En Europe, deux types de législation dominent dans le domaine de la santé au travail. « Dans la plupart des pays européens, l'employeur n'a jamais accès à des données médicales, mais aux conséquences éventuelles de celles-ci en termes d'aptitude, explique Laurent Vogel. Néanmoins, aucune législation nationale ne mentionne le problème des tests génétiques : rien ne les autorise ni ne les interdit. En revanche, au Danemark, les tests génétiques sont considérés comme une information médicale comme une autre, et sous certaines conditions, telles que des nécessités de fonctionnement de l'entreprise, peut être communiquée à l'employeur. »

« Au Danemark, les médecins du travail ont été remplacés par des hygiénistes, présents dans une petite minorité d'entreprises, complète Karel Van Damme. La Suède fait de la prévention, mais le rôle du médecin du travail est confiné dans le cabinet médical. Aux Pays-Bas, les médecins du travail ont davantage pour rôle de réduire l'absentéisme - les maladies de longue durée sont à la charge de l'employeur -, que d'améliorer les conditions de travail. »

Faire de la prévention

Car c'est bel et bien la médecine du travail qui est au coeur du débat. « Les discussions autour des tests génétiques illustrent bien le vieux réflexe du patronat, qui consiste à rejeter la faute sur le salarié : on préfère parler de mauvais ouvriers plutôt que de réfléchir aux conditions de travail, remarque Bernard Salengro, président de la fédération CFE-CGC de la médecine du travail en France. Les employeurs aimeraient pouvoir adapter les hommes aux outils. Avec les tests génétiques, ils sélectionneraient les plus résistants aux risques plutôt que d'assurer des situations de travail sans risque. Or, le médecin du travail est là pour faire de la prévention et pour que personne ne soit malade à cause du travail. Pas pour sélectionner les plus résistants. »

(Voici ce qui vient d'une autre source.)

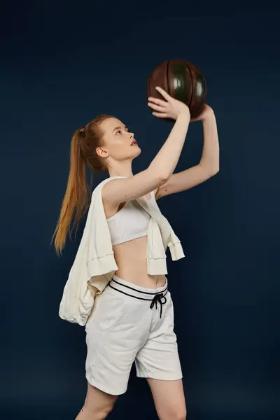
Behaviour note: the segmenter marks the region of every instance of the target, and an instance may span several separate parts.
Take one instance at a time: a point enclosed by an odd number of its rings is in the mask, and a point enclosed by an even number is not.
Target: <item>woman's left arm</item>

Deuxième phase de consultation

Pour les employeurs européens, la tentation est d'autant plus grande qu'ils financent le système de réparation des maladies professionnelles. Interrogée, l'institution représentative du patronat européen, l'Unice (Union des confédérations de l'industrie et des employeurs d'Europe), estime que « la question est trop spécialisée, et sort de [son] mandat habituel ».

La Commission européenne, elle, indique qu'elle lancera une deuxième phase de consultation en septembre prochain. Syndicalistes, chercheurs et médecins du travail espèrent qu'elle aboutira à une interdiction des tests génétiques dans le cadre professionnel. Pour ne pas prendre le risque, un jour, de vivre dans une société où le travail serait réparti selon les particularités génétiques des uns et des autres.

L'essentiel

1 La Commission européenne lancera, en septembre, une deuxième consultation avec les partenaires sociaux sur le recours aux tests génétiques dans le cadre du travail.

2 En Europe, deux types de législation existent. Aux Pays-Bas et au Danemark, les employeurs peuvent y avoir recours. En France, la loi du 4 mars 2002, fruit d'un bras de fer entre patronat et médecine du travail, interdit aux entreprises de recourir aux tests génétiques.

3 Dans les autres pays, aucune législation ne mentionne ce problème : rien ne les autorise, rien ne les interdit.